Following an Appeal Hearing, the task of the Appeal Panel was to decide whether or not the decision of the Article 4.6 Panel was correct in all the circumstances.
The Article 4.6 Panel was concerned that Mr Curran appeared to have had a sexual relationship with a person whom he had informed he was counselling. The information indicated that he referred to his relationship with the woman as more than a friendship, but as a counselling relationship. While Mr Curran appeared to contend that it was a "joke", the Panel was of the opinion that the woman took the reference to be a serious one and that he led the woman to believe that he was acting as a counsellor. It appeared to the Panel that the woman may even have thought that what was being offered to her by way of intimacy was connected with his position as a counsellor and that Mr Curran made use of his counsellor status to seduce the woman.

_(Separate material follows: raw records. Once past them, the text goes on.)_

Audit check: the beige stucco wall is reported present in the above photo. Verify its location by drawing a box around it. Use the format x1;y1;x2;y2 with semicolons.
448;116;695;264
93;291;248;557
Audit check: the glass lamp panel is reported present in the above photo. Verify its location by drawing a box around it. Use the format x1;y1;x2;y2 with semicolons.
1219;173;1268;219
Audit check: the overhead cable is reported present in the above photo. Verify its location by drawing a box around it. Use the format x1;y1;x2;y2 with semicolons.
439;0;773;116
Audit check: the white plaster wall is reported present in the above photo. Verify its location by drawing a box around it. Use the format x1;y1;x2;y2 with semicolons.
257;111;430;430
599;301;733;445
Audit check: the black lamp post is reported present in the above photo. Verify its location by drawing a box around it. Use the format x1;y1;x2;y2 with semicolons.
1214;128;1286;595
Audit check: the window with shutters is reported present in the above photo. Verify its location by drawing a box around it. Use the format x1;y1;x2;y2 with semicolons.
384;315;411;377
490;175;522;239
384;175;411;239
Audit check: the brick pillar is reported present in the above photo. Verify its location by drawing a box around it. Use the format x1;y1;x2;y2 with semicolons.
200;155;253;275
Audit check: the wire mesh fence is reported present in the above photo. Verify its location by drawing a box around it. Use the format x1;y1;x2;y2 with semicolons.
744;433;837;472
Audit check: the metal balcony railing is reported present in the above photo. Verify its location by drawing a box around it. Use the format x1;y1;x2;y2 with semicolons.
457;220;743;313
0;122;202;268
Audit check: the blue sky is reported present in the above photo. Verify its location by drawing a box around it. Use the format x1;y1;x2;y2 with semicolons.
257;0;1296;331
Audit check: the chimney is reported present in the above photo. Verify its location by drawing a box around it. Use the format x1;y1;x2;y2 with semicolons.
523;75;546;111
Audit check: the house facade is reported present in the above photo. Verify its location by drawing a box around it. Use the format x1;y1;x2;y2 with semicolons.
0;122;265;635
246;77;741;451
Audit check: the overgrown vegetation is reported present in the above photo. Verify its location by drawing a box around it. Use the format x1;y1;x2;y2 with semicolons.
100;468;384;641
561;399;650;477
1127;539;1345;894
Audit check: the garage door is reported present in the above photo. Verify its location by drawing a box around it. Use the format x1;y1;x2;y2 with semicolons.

The Panel was further concerned that Mr Curran’s alleged behaviour and lack of boundaries distressed the woman, did her a disservice, and could damage the profession. The Panel was also of the opinion that Mr Curran’s alleged behaviour did not demonstrate adherence to the ethical principles of counselling and psychotherapy, nor demonstrated the personal moral qualities of integrity and respect, as referred to in the Ethical Framework for Good practice in Counselling & Psychotherapy.
In the course of its deliberations, the Panel was cognisant that this constituted one of many examples of good and sufficient reasons for the implementation of Article 4.6: "members who are accused of, or have committed, acts that are deemed incompatible with the values of counselling and/or psychotherapy".
The Appeal Panel was unanimous in its decision that the decision of the Article 4.6 Panel was correct and that his appeal should be denied. Consequently Mr Curran’s membership of BACP has been terminated forthwith.
Any future application for membership will be considered under Article 4.3 of the Memorandum and Articles of the Association.